The speech threw a spotlight on the Rohingya, some one million Muslims whose citizenship was cancelled by Burma in 1982, but who have remained in obscurity in spite of numerous allegations of attacks and repression by majority Buddhist groups or others with links to Burmese security forces.
Almost 200 people have been killed, and more than 100,000 displaced, since fighting sprang up between the Rohingya and Buddhist Rakhine groups in June. The Rakhine — and the Burmese government — claim that the Rohingya are migrants from Bangladesh, while the Rohingya point to evidence of centuries of settlement in the region.
The United Nations, Human Rights Watch, Amnesty International and others have called for investigations and an end to the violence against Rohingya. Some have accused Burma of ethnic cleansing, as villages were reportedly burned to the ground, women raped, and Rohingya farmers and fishermen attacked by local mobs. Those who have fled to camps on both sides of the border have received little food or care.

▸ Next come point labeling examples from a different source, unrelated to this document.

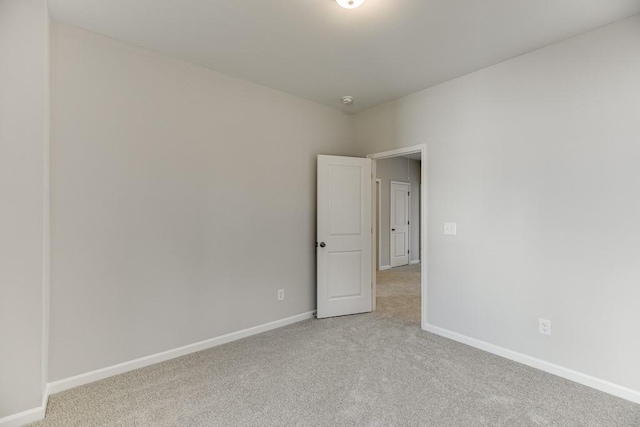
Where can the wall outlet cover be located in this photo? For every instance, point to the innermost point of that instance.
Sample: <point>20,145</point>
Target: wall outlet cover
<point>544,326</point>
<point>450,228</point>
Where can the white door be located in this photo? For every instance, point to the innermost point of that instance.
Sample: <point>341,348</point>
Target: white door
<point>344,258</point>
<point>399,251</point>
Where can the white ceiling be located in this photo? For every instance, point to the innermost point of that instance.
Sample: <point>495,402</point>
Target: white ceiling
<point>317,50</point>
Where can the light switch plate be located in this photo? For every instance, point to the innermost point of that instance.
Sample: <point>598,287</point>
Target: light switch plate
<point>450,228</point>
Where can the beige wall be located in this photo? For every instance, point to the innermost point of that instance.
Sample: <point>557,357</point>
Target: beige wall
<point>536,160</point>
<point>403,170</point>
<point>23,69</point>
<point>182,200</point>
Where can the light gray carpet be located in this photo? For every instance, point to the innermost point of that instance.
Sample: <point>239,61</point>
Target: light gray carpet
<point>375,369</point>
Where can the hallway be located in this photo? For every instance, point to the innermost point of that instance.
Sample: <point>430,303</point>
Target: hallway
<point>398,293</point>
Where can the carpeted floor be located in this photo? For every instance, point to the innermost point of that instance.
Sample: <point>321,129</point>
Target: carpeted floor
<point>376,369</point>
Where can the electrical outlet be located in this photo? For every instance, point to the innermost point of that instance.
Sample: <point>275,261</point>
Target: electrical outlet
<point>450,228</point>
<point>545,326</point>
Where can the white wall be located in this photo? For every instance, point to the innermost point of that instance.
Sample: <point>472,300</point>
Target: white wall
<point>403,170</point>
<point>23,69</point>
<point>182,199</point>
<point>536,159</point>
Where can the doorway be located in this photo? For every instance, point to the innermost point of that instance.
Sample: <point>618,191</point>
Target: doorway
<point>399,276</point>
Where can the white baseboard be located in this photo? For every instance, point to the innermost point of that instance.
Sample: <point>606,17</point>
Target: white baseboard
<point>29,416</point>
<point>569,374</point>
<point>37,414</point>
<point>99,374</point>
<point>22,418</point>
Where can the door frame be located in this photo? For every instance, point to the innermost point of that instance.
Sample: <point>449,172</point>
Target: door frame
<point>379,214</point>
<point>422,149</point>
<point>408,184</point>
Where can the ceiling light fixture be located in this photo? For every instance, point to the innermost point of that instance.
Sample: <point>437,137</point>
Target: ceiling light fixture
<point>350,4</point>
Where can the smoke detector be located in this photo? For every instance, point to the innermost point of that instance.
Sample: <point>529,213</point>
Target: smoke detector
<point>347,100</point>
<point>350,4</point>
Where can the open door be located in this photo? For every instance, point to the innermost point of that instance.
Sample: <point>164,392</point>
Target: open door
<point>344,259</point>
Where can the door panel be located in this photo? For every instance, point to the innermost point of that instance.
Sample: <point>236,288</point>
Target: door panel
<point>399,223</point>
<point>344,236</point>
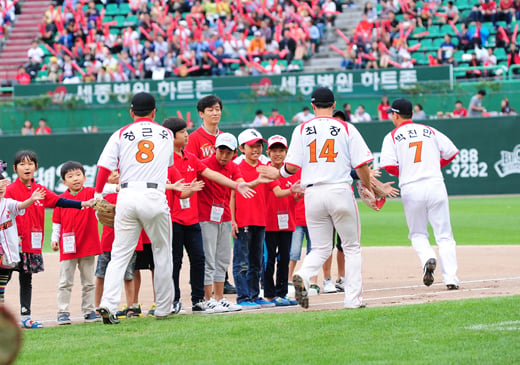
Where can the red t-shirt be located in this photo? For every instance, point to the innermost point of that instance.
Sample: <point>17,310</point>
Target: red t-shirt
<point>201,143</point>
<point>279,207</point>
<point>34,218</point>
<point>80,225</point>
<point>251,212</point>
<point>384,111</point>
<point>214,193</point>
<point>186,212</point>
<point>461,113</point>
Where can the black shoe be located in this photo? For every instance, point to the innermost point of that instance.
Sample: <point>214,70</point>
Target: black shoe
<point>429,268</point>
<point>108,318</point>
<point>228,288</point>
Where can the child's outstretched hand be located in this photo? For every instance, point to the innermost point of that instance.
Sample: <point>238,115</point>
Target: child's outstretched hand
<point>55,245</point>
<point>38,194</point>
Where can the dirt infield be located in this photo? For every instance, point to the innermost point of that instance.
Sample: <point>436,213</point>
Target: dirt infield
<point>391,276</point>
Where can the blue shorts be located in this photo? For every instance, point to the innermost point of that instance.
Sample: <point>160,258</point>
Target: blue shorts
<point>103,261</point>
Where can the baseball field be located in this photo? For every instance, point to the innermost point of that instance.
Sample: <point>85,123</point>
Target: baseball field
<point>404,322</point>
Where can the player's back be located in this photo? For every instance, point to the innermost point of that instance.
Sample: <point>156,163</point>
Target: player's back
<point>326,149</point>
<point>419,149</point>
<point>143,151</point>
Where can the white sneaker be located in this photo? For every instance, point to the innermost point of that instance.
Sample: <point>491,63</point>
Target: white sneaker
<point>231,307</point>
<point>328,286</point>
<point>217,308</point>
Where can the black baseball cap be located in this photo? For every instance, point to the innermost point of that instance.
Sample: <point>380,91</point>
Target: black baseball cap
<point>143,102</point>
<point>401,106</point>
<point>322,95</point>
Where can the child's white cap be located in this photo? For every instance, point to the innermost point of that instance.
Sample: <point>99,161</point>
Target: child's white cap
<point>277,139</point>
<point>250,136</point>
<point>228,140</point>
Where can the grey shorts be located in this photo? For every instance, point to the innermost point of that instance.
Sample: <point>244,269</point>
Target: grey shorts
<point>103,261</point>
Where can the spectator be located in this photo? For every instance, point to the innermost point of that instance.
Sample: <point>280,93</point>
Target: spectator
<point>22,77</point>
<point>27,129</point>
<point>475,108</point>
<point>446,50</point>
<point>276,118</point>
<point>459,111</point>
<point>418,113</point>
<point>43,127</point>
<point>260,119</point>
<point>382,108</point>
<point>303,116</point>
<point>506,109</point>
<point>361,115</point>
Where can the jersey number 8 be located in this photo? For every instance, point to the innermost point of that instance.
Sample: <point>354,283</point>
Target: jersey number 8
<point>144,151</point>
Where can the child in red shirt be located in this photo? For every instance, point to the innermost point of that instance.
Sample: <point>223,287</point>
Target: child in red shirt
<point>75,234</point>
<point>31,226</point>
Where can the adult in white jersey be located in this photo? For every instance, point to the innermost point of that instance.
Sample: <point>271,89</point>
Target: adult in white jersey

Aid workers are especially worried about inaccessible groups in northern and eastern Rakhine, said Stephen Cornish, executive director of MSF Canada (Doctors Without Borders), who was in Rakhine this summer.
“They are being denied medical care, and many are suffering from malnutrition,” he said.
Although the makeshift camps for displaced people are gradually receiving care, he said, “there was a 7 ½ per cent severe acute malnutrition rate. There’s poor water and sanitation. But (outside the camps) because of roadblocks and lack of travel access, people in those (blocked) communities have no access to markets, and can’t go anywhere.”
The government has used the blocks to separate the two ethnic communities and tamp down violence, he said.
MSF evacuated the area when the new round of violence flared this fall, and they received threats and intimidation. Some staff have since returned, but parts of the state are still no-go areas for aid groups.
Although the Rohingya have been treated as Bangladeshis by Burma, the Bangladesh government has dealt harshly with refugees. Humanitarian aid was curtailed, and a Canadian government program for refugees ended when Bangladesh refused to grant exit permits to them.
As Burma liberalizes, there are signs that it may be ready to reverse its stance.
In advance of Obama’s visit — the first by an American president — Burmese President Thein Sein reportedly condemned violence between Rakhine Buddhists and Rohingya as “senseless,” in a letter to the UN. But he blamed “nationalist and religious extremists.”
Thein Sein said that he would consider solutions “ranging from resettlement of displaced populations to granting of citizenship.” Until now only those whose families settled in Burma before independence in 1948 were considered citizens.
Burma could make an immediate gesture to alleviate the Rohingya’s suffering, Cornish says.
“More than 100,000 people are at risk in addition to the 100,000 in camps. Access to health care is a huge issue.
“There are toddlers with malnutrition. People don’t have access to wood for cooking, and have to share what food they have with others. We’re particularly worried about people with HIV and TB who have no access to medicine, and several hundred thousand a year have been treated for malaria.
“We are jointly conducting health clinics in the camps with the ministry of health, but there is more to be done to ensure that those who are intimidating and interrupting care don’t carry the day — and that we get our access back.”